En este contexto se enmarcan las peticiones que, desde Vida Nueva, lanzan a Moncloa diez colectivos vinculados a la comunidad educativa católica. Voces con la legitimidad que otorga vivir como vocación la tarea de educar a más de un millón y medio de alumnos a través de 2.500 colegios y 15 centros universitarios. Porque, si algo ha demostrado una vez más la escuela católica durante la cuarentena es su voluntad de sumar con el Estado desde el compromiso en acompañar a alumnos y padres, especialmente a los más vulnerables, dentro de la innovación pedagógica que ha exigido el escenario digital.

La nueva ley educativa socialista

Lamentablemente, la escuela concertada, a pesar de sus intentos, no ha encontrado la reciprocidad esperable en los ministros de Educación y Universidades, Isabel Celaá y Manuel Castells. Ningún Ejecutivo puede ni debe gobernar al dictado de la Iglesia, pero tampoco puede ignorar a un colectivo que aglutina al menos al 15% del sistema educativo.

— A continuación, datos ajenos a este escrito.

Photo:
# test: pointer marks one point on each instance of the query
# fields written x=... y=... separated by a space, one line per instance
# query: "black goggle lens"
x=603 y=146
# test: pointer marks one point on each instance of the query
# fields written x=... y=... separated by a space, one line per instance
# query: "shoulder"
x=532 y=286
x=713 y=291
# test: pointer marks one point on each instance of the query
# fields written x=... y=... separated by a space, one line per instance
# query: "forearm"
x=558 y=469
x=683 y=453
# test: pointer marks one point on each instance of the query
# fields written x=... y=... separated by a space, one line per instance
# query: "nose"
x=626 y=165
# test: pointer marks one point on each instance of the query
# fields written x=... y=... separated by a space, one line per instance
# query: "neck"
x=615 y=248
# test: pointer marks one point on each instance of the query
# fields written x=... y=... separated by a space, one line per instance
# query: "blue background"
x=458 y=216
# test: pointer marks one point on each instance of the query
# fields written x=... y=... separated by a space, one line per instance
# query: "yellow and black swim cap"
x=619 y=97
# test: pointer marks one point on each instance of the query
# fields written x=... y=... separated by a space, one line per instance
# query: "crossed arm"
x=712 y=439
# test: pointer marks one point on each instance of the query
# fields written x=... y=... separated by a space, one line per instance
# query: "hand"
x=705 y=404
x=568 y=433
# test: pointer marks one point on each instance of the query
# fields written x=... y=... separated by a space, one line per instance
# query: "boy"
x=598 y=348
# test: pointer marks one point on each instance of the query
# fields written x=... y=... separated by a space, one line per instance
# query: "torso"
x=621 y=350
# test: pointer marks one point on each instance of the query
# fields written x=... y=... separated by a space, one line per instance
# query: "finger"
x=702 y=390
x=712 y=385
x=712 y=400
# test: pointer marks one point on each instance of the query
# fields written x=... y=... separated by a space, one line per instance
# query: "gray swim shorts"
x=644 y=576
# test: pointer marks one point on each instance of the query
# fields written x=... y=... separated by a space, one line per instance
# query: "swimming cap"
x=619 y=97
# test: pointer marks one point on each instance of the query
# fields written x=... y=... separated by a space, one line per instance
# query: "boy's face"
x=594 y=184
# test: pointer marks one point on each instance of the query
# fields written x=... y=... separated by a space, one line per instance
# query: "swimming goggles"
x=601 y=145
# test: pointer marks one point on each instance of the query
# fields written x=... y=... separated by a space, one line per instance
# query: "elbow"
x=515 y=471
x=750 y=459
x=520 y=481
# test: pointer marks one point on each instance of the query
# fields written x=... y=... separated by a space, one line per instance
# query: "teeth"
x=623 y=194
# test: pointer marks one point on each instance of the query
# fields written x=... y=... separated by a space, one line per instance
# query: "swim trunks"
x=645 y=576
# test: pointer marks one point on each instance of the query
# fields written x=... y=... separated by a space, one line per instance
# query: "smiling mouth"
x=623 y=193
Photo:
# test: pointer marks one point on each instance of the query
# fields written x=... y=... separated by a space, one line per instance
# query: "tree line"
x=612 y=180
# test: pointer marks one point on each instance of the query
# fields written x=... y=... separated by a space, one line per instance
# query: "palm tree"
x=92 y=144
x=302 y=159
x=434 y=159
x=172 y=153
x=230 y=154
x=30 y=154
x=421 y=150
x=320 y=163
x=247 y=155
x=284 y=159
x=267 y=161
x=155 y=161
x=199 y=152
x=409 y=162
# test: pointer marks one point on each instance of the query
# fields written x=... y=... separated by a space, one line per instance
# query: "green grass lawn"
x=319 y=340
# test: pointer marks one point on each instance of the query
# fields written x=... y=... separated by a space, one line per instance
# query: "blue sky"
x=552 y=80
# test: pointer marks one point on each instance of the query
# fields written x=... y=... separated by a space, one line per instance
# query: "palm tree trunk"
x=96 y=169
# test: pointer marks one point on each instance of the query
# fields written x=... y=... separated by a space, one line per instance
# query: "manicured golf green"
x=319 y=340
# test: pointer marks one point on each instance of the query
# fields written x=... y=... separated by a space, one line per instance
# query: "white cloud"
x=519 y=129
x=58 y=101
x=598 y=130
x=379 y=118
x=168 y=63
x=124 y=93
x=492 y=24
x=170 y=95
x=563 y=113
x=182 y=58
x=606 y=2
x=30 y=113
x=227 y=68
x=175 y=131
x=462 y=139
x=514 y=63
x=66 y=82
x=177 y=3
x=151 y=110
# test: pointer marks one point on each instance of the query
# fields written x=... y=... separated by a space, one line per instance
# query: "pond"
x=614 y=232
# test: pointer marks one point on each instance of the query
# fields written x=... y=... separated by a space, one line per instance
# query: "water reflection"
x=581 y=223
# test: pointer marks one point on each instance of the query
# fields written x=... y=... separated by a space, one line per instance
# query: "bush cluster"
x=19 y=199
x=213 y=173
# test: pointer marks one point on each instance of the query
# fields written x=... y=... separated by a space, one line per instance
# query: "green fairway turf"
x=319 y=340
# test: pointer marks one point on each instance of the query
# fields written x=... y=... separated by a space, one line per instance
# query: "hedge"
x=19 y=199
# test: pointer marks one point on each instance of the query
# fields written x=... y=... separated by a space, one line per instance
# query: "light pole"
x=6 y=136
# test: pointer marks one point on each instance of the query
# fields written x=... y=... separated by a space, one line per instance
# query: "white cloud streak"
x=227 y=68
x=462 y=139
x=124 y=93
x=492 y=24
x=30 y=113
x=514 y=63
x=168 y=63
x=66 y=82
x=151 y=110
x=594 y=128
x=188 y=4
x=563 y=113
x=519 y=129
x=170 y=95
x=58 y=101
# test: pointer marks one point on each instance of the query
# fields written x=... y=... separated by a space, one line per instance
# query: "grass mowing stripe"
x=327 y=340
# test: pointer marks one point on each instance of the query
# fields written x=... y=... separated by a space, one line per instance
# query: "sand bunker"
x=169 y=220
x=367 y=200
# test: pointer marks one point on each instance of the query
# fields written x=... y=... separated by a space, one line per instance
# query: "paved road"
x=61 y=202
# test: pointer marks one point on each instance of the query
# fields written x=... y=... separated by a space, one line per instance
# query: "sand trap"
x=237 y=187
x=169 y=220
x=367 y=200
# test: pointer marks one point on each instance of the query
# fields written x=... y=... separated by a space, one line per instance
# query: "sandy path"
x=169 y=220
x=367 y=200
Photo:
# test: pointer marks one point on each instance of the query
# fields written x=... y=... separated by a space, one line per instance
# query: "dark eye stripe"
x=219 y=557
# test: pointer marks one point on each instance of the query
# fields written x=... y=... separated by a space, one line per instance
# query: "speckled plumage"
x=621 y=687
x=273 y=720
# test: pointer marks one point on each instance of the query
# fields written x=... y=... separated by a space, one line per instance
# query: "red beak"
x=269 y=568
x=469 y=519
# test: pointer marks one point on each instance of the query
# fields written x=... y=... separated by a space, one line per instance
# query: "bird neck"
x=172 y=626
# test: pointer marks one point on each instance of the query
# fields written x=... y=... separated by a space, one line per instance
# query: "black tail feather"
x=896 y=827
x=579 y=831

Esta unilateralidad de Celaá y Castells ha provocado el desconcierto en la enseñanza pública y en los dirigentes regionales, quienes tienen transferidas las competencias educativas. Máxime cuando, en paralelo a las medidas referentes al coronavirus, se busca acelerar la tramitación de la nueva ley educativa socialista sin el más mínimo consenso político ni consulta con los diversos agentes implicados.

Durante todo su período democrático, España ha sido incapaz de consensuar una política educativa al margen de partidismos que pusiera al alumno en el centro. Todo hace prever que se desvanece otra oportunidad para que esta octava reforma sea fruto del diálogo en aras de una educación inclusiva. Sin embargo, todavía es posible apelar a esa madurez institucional que lleve a remar juntos, que es la base del pacto global auspiciado por el papa Francisco, pacto que Moncloa ha dejado caer que quiere suscribir. Una rúbrica que quedará aguada si en casa es una asignatura pendiente, suspensa.